Intuitive Machines successfully transmitted its first IM-1 mission images to Earth on February 16, 2024. The images were captured shortly after separation from @SpaceX's second stage on Intuitive Machines’ first journey to the Moon under @NASA's CLPS initiative. pic.twitter.com/9LccL6q5tF
— Intuitive Machines (@Int_Machines) February 17, 2024
Intuitive Machines said its team programmed the lander’s wide and narrow field-of-view cameras “to take five quick images every five minutes for two hours, starting 100 seconds after separating from SpaceX’s second stage,” adding that “out of all the images collected, Intuitive Machines chose to show humanity’s place in the universe with four wonderful images we hope [will] inspire the next generation of risk-takers.”
In a mission update, Intuitive Machines said that Odysseus “continues to be in excellent health” as mission IM-1 makes its way toward the moon for a touchdown scheduled to take place on Thursday. “Flight controllers are preparing planned trajectory correction maneuvers to prepare the lander for lunar orbit insertion,” the company added in its message.
If Intuitive Machines manages to perform a successful soft landing with Odysseus, it will become the first private company to achieve the feat.
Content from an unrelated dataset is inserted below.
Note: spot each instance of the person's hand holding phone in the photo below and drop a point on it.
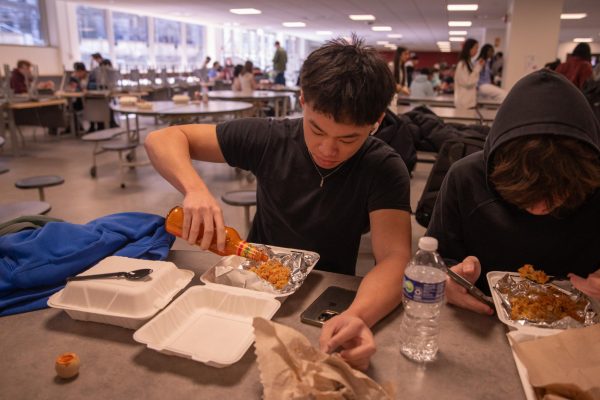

It will also mark the first soft lunar landing by a U.S. spacecraft since the final Apollo mission in 1972.
Odysseus is carrying a total of 12 payloads, six of them for NASA. The payloads will operate for about seven days until the lunar night sets on the South Pole, at which point Odysseus will become inoperable.
IM-1 is part of NASA’s new CLPS (Commercial Lunar Payload Services) program, which involves the space agency contracting commercial entities to deploy science missions on the moon ahead of the first Artemis crewed landing, which is currently scheduled for 2026.
A similar mission by Pittsburgh-based Astrobotic in January failed to make it to the moon after a propellant leak impacted the Peregrine spacecraft soon after launch.